A. Gangi1, W. Sun1, S. Yoder3, M. Fournier2, M. C. Lee1 1Moffitt Cancer Center,Comprehensive Breast Program,Tampa, FL, USA 2Moffitt Cancer Center,Tissue Core Facility,Tampa, FL, USA 3Moffitt Cancer Center,Molecular Genomics Core Facility,Tampa, FL, USA
Introduction: Translational cancer research is increasingly reliant on existing tissue and data banks for retrospective tissue and data studies with potential clinical impact. Despite significant infrastructure and funding, these investigations are hindered by a multitude of unanticipated hurdles.

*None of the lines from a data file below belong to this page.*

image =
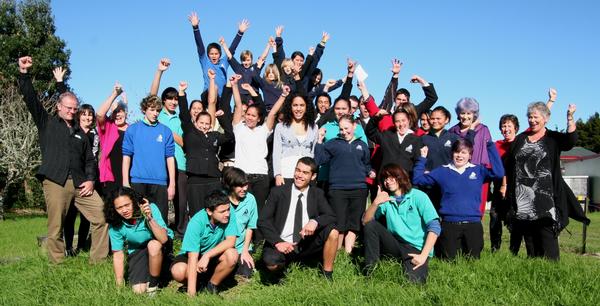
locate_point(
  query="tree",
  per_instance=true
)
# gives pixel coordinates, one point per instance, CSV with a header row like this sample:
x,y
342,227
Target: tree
x,y
26,28
589,133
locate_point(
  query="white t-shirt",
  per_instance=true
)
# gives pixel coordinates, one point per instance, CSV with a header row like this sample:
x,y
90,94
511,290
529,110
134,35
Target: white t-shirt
x,y
251,148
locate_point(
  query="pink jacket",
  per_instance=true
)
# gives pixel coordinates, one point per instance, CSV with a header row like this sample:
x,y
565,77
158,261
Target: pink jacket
x,y
108,133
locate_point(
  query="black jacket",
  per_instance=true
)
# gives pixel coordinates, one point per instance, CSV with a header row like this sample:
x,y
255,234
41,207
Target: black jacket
x,y
273,215
64,150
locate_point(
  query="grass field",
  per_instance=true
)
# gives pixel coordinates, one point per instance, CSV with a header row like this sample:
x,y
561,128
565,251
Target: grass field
x,y
26,278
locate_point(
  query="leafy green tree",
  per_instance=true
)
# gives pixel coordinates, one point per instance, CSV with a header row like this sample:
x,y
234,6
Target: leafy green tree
x,y
26,28
589,133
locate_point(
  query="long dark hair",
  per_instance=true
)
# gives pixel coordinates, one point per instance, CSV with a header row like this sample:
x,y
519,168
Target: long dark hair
x,y
110,213
288,115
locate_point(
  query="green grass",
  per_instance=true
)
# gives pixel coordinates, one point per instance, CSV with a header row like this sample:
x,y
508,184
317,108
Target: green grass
x,y
26,278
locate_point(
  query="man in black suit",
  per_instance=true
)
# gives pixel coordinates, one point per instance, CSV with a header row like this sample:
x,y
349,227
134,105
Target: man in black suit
x,y
298,223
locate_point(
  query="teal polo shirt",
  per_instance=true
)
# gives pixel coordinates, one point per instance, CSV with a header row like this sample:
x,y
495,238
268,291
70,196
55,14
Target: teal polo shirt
x,y
246,214
137,235
408,220
174,124
200,236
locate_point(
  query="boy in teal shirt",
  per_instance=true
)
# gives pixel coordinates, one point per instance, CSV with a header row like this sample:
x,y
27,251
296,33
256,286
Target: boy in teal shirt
x,y
412,225
138,224
208,248
243,205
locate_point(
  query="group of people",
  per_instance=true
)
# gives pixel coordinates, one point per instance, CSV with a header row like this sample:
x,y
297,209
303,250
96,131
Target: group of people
x,y
291,169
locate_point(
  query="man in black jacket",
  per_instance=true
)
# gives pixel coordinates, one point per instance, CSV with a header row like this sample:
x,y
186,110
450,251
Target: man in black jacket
x,y
298,223
68,169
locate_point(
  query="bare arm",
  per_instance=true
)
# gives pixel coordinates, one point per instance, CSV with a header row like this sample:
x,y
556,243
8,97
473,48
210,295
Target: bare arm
x,y
163,65
270,122
105,106
237,112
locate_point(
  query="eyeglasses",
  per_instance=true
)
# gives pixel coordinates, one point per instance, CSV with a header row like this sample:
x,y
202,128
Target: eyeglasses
x,y
73,109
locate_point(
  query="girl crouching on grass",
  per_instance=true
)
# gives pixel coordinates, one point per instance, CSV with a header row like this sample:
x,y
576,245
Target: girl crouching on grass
x,y
134,222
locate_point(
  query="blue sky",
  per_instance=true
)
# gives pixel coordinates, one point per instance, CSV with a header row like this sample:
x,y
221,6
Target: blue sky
x,y
505,54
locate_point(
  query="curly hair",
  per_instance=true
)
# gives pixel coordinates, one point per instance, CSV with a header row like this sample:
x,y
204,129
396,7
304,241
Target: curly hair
x,y
288,115
110,213
151,101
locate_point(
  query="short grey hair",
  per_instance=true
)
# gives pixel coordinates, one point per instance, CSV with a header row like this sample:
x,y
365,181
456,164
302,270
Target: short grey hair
x,y
468,105
539,107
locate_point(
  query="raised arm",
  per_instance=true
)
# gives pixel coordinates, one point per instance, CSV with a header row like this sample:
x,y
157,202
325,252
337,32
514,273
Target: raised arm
x,y
263,57
390,91
551,97
105,106
430,94
184,111
242,27
212,93
163,65
270,122
193,18
35,107
59,74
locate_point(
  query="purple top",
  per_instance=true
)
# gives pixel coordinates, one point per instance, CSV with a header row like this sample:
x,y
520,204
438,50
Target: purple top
x,y
482,136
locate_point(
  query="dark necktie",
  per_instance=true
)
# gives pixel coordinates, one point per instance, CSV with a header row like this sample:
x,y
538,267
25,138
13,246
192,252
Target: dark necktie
x,y
297,220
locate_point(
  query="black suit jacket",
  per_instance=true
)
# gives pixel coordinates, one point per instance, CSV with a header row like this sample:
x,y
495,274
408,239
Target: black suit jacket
x,y
273,215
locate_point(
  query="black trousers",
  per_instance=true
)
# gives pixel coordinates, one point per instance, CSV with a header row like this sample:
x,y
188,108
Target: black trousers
x,y
258,185
156,194
180,203
466,237
379,241
541,238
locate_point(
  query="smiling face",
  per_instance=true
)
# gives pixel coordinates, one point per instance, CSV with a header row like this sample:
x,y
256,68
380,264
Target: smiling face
x,y
461,157
251,117
67,107
196,108
203,123
124,207
214,55
121,118
401,123
347,129
537,121
438,121
220,214
298,108
151,114
170,104
303,175
240,191
424,122
86,119
341,108
323,104
466,118
401,99
508,130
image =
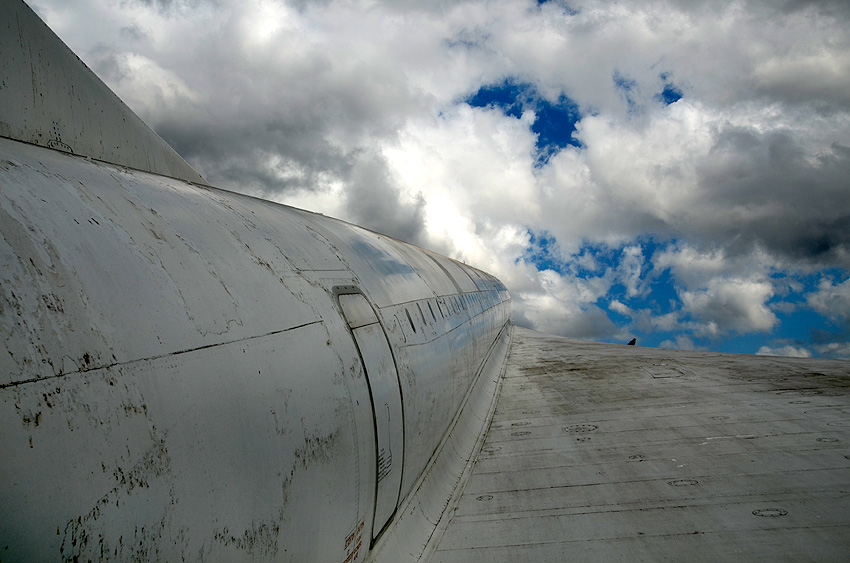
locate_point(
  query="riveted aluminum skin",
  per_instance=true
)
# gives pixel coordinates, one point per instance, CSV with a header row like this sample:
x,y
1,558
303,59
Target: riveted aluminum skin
x,y
178,379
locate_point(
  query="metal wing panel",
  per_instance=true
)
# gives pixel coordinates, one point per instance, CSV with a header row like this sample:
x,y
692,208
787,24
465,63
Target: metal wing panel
x,y
591,456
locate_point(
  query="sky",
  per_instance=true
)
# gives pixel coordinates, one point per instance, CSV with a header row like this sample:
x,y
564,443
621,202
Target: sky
x,y
674,171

Methods: This is a funded, prospective/retrospective, IRB-approved, tissue and data study incorporating SNP analysis of breast cancer patients treated at an NCI designated, comprehensive cancer center. All cases and controls had archival tissue and were at least 5 years from their incident breast cancer diagnosis. Large-scale prospective institutional and programmatic databanks, tissue banks, and medical record chart review were leveraged. Tissue specimens were reviewed by a research pathologist for verification and adequacy. Sequencing of 10 selected genes at 30x coverage was targeted. Causes of attrition in the 1:1 matched case-control population were evaluated. Matched pairs were not matched by tissue type.
Results: 2927 stage I-III breast cancer patients were reviewed to identify 130 matched case-control pairs (260 total subjects) with specimens and data. Because of paired matching, elimination of one specimen resulted in the elimination of a pair if a replacement could not be identified. Of 260 specimens (130 pairs), 192 tissue samples (96 matched pairs) were identified (73.8%) over an 18-month time frame. 156 were archived FFPE (slides or blocks) and 36 were frozen (solid tissue, blood, extracted DNA). Thirty-four of the 130 data-matched pairs were unusable (26.1%): in 28 pairs, tissue could not be identified for one of the paired subjects. This was due to: missing blocks/slides, compromised tissue cases, or specimens that did not represent normal tissue due to inflammation or necrosis. In 2 other pairs, adequate tissue for macrodissection could not be identified. Four additional pairs were excluded due to insufficient DNA yields at extraction for one of the paired specimens. Of 192 specimens, 150 (75 pairs) passed the quantifiable DNA quality control studies (Qubit). Of 75 pairs sent for DNA sequencing, 47 pairs (36.2%) had evaluable data. The remaining 28 had insufficient hybridization for 30x coverage.
Conclusion: Despite significant infrastructure and resources, retrospective tissue studies are fraught with evaluable specimen loss at each step of the process. When assessing feasibility of retrospective tissue studies, investigators should consider a significant dropout rate within populations of archival tissue specimens.